Because of that alleged burden, they ask the Court to deny the request for stay. Yet, Plaintiffs
omit statutory language which reveals that the requirement of solemnization of marriage,
following the presentment of a valid marriage license, is applicable to any official who performs
a marriage ceremony, including secular and civil authorities. The applicable statutes are both
broad and neutral in terms of who may be implicated, and affects those who do not conduct
religious ceremonies equally as those who do. N.C. Gen. Stat. 51-1(1), 51-6. Plaintiffs have
thus failed to show that any special burden has been levied upon them.
Further, Plaintiffs did not allege that any of the named Defendants have actually
threatened any member of the clergy with prosecution for performing commitment ceremonies,
blessings or other religious rituals. Likewise, they do not argue that clergy have at any time been
prosecuted in North Carolina for performing religious marriage ceremonies on behalf of same-
sex couples.
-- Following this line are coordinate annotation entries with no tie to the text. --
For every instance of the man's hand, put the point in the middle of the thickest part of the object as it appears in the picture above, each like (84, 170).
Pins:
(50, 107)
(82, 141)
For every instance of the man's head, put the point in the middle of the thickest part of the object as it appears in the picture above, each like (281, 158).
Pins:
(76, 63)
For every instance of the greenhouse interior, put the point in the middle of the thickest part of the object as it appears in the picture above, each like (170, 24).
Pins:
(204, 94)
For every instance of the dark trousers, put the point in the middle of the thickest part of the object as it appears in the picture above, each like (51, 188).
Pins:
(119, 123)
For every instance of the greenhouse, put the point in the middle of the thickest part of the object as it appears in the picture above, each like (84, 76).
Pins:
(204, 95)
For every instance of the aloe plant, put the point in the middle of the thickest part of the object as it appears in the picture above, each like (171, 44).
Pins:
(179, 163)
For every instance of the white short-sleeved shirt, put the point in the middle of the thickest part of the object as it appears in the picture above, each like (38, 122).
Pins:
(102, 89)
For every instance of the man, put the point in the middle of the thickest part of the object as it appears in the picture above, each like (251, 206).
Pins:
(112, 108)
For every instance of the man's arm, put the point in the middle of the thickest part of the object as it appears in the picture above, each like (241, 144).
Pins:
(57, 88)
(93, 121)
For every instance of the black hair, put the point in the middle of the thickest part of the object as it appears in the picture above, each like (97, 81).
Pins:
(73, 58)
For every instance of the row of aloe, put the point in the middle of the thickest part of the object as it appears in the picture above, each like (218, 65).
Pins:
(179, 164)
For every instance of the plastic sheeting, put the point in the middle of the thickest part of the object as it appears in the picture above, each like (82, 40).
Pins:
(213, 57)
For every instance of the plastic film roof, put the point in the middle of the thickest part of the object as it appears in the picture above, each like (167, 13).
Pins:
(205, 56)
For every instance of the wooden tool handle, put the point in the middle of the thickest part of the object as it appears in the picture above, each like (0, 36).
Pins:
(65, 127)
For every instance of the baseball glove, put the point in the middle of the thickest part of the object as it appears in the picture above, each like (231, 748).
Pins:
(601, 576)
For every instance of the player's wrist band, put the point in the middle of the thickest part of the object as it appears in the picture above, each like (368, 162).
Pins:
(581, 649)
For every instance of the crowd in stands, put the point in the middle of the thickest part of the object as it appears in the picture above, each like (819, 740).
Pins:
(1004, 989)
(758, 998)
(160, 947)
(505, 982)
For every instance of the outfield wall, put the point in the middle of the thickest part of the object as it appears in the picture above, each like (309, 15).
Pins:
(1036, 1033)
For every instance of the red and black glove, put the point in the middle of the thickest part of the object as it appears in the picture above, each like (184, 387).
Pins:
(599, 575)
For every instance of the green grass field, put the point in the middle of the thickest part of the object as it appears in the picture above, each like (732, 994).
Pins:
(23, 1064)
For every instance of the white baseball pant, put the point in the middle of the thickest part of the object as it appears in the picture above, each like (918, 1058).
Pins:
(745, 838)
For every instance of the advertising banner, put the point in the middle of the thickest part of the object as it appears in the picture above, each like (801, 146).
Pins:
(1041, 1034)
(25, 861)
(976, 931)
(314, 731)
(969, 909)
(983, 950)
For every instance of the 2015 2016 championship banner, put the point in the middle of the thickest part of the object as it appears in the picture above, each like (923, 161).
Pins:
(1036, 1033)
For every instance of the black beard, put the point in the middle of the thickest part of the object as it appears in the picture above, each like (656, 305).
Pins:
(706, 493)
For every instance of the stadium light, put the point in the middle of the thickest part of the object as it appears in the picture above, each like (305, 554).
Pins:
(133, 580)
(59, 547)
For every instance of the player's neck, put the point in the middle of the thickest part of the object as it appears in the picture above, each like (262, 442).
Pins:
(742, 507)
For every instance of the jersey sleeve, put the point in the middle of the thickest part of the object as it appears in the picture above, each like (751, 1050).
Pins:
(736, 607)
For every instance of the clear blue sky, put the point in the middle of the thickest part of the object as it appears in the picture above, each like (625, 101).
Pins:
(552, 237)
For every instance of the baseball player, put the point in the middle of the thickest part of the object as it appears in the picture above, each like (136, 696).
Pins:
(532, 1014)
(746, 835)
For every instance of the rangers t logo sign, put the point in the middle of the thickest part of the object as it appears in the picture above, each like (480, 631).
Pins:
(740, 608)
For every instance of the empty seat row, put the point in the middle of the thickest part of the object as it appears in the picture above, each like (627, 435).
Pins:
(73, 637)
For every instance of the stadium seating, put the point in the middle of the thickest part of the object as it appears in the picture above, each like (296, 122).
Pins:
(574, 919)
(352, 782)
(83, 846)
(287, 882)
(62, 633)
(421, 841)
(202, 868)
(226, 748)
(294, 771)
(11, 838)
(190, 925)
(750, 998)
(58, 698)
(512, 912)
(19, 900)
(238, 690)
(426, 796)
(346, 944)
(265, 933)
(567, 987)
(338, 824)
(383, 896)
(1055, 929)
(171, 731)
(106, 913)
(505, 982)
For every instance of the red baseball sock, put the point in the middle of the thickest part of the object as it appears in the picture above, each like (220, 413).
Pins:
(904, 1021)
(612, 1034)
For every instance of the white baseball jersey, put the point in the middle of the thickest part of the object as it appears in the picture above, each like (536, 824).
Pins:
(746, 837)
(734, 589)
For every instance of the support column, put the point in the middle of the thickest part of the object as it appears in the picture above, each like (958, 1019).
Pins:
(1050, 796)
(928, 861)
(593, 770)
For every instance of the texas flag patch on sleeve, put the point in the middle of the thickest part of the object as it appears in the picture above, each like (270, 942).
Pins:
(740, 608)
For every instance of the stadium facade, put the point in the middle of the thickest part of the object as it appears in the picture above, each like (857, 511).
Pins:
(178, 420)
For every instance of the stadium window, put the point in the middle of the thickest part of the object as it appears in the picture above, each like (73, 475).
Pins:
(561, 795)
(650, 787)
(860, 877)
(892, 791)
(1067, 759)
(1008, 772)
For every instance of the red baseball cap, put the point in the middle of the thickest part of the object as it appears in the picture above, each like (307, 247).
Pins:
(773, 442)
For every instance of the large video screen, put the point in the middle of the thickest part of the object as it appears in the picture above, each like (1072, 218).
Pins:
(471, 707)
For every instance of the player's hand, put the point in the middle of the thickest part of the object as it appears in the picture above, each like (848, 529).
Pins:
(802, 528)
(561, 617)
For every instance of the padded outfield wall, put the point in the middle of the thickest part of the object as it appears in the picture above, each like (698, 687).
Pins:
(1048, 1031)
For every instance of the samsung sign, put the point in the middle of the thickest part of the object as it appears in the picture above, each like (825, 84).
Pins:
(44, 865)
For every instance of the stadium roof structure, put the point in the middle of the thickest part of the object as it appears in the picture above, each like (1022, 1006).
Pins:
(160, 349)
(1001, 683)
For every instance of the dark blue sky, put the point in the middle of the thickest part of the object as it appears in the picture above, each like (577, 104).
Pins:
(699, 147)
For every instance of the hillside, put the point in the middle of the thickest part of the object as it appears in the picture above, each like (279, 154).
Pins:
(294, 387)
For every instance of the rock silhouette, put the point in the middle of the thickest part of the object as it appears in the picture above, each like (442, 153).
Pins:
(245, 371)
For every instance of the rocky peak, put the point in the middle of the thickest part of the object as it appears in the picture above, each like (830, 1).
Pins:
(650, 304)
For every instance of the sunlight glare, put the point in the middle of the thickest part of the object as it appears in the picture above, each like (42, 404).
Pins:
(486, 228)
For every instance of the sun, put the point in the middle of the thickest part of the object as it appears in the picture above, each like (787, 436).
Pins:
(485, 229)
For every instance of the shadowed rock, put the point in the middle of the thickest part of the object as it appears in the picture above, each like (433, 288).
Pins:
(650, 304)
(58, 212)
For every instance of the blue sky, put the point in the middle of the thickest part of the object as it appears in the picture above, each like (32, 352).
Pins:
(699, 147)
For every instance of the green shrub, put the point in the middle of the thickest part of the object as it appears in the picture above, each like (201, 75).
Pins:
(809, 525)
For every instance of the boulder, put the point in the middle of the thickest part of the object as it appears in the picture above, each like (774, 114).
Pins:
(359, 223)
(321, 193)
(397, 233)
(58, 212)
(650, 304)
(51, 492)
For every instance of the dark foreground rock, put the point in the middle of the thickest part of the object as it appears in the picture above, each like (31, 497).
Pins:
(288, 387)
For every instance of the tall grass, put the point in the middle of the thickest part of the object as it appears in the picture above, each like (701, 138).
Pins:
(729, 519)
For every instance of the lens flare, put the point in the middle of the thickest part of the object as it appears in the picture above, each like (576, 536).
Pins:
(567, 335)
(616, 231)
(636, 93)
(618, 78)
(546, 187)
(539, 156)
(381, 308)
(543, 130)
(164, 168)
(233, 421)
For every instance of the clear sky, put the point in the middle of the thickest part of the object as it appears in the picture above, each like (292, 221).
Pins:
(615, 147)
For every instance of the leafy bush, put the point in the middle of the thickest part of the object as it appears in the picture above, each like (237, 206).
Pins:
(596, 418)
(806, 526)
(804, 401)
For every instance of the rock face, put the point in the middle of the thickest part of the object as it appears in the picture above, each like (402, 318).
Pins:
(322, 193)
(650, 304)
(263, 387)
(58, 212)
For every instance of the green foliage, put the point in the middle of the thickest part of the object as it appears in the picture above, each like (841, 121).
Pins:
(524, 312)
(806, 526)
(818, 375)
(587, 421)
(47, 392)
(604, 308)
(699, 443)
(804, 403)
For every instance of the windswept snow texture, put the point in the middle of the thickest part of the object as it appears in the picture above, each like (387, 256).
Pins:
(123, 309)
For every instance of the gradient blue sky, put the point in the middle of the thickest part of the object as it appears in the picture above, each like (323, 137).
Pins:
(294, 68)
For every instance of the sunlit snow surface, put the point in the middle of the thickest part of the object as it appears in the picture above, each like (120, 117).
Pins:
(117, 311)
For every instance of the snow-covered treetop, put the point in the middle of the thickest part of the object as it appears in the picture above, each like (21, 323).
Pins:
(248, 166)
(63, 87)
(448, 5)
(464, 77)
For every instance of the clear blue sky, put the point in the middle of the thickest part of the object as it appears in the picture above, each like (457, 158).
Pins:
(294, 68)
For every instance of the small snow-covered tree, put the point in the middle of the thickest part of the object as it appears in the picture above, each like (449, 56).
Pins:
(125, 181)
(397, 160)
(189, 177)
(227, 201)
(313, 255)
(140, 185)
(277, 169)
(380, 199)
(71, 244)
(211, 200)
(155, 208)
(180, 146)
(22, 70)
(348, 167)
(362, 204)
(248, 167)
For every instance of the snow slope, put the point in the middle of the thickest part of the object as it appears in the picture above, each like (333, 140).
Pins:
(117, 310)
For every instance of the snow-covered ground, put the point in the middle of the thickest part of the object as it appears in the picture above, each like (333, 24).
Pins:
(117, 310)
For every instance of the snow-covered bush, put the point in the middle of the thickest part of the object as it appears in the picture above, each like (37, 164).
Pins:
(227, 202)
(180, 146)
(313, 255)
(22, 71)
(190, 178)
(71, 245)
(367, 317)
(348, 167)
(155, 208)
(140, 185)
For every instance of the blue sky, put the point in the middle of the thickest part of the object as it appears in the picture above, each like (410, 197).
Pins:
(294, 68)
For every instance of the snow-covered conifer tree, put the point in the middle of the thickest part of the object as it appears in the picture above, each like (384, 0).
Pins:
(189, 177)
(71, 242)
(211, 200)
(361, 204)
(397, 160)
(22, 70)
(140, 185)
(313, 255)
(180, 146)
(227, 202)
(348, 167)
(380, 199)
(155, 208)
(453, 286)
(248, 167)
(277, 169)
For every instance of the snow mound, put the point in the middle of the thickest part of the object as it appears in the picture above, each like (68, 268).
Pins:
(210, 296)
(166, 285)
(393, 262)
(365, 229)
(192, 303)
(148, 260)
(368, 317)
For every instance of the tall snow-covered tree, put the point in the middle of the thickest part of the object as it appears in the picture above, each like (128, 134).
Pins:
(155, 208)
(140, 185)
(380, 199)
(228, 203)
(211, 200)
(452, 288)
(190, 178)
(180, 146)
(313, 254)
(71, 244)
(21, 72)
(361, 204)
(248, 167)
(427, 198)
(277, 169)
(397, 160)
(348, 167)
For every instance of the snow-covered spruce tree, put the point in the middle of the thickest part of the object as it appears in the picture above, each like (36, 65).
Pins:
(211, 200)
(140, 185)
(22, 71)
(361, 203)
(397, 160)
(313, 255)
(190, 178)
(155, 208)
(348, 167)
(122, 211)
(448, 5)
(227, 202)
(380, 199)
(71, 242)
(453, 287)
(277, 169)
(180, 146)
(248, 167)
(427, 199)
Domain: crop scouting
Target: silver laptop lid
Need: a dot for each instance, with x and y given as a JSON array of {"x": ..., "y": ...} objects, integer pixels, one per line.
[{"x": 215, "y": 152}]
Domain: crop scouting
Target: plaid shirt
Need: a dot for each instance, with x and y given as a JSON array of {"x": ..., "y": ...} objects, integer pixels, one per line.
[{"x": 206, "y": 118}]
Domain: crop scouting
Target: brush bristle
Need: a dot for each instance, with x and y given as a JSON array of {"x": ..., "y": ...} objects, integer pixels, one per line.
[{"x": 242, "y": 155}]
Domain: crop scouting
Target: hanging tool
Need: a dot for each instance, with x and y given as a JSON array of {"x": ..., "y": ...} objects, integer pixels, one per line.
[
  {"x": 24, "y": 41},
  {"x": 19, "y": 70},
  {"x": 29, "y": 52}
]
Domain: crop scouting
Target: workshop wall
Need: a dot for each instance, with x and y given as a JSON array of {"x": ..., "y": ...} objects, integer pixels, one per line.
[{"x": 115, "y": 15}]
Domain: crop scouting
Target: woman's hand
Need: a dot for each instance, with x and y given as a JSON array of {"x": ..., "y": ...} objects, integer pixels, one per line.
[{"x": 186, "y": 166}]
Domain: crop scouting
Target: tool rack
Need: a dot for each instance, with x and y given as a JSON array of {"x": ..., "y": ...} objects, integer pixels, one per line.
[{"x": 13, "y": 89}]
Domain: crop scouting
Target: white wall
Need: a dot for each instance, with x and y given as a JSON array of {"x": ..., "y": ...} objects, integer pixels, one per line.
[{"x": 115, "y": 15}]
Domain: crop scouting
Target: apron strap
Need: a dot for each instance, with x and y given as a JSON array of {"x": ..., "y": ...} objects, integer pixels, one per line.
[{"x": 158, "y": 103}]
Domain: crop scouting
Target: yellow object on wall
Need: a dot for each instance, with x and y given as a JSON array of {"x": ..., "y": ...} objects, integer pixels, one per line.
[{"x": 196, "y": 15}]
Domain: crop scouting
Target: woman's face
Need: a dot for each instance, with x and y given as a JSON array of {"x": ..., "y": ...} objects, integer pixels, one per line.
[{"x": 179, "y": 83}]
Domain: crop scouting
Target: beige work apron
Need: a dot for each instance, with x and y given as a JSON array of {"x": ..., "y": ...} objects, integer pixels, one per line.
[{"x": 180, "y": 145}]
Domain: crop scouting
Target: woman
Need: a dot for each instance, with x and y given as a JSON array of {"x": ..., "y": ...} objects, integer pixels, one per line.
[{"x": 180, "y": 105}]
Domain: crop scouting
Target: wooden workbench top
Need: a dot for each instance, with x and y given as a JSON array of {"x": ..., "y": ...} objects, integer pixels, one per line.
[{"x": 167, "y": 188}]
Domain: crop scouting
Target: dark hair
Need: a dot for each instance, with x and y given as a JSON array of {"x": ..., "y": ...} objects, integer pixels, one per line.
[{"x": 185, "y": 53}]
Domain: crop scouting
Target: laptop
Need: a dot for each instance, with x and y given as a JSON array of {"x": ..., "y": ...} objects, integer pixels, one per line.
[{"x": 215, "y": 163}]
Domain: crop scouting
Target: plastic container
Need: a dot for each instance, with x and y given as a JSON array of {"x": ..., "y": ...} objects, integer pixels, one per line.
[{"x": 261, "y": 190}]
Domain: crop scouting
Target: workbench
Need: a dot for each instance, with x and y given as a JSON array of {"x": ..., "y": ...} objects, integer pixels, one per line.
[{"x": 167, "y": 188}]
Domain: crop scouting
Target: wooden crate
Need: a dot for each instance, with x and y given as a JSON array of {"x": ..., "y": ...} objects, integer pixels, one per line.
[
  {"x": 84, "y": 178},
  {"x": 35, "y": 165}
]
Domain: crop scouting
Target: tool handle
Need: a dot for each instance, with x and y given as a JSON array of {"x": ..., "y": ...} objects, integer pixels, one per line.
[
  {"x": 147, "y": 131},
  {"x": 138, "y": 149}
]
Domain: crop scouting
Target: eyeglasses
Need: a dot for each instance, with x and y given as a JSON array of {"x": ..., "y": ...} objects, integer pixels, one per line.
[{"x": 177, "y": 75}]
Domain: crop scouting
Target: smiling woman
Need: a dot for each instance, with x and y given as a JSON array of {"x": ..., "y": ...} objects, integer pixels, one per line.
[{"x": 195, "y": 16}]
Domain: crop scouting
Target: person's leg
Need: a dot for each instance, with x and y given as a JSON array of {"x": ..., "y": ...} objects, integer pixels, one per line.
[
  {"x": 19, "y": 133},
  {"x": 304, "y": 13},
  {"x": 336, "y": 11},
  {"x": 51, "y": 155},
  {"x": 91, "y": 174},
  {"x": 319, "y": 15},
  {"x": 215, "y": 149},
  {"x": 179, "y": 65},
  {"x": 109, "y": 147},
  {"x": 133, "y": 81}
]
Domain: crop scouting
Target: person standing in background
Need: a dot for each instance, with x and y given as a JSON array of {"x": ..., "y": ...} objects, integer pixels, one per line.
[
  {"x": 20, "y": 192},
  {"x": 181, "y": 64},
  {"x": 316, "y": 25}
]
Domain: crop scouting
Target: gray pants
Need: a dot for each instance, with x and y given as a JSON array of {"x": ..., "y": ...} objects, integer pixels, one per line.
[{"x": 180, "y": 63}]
Although Plaintiffs broadly allege that a stay would cause them harm, they do not
show that this fear of harm is grounded in anything other than their mere apprehensions and a
generalized fear of prosecution and civil penalty. That concern is insufficient to warrant
Plaintiffs to obtain the immediate injunctive relief, or to avoid an appropriate stay of the
proceedings. John Lemmon Films, Inc. v. Atl. Releasing Corp., 617 F. Supp. 992, 996
(W.D.N.C. 1985) (citations omitted). This is especially true in light of the reasons for a stay
discussed by the State Defendants in their Motion, which are sound and compelling. [DE 45].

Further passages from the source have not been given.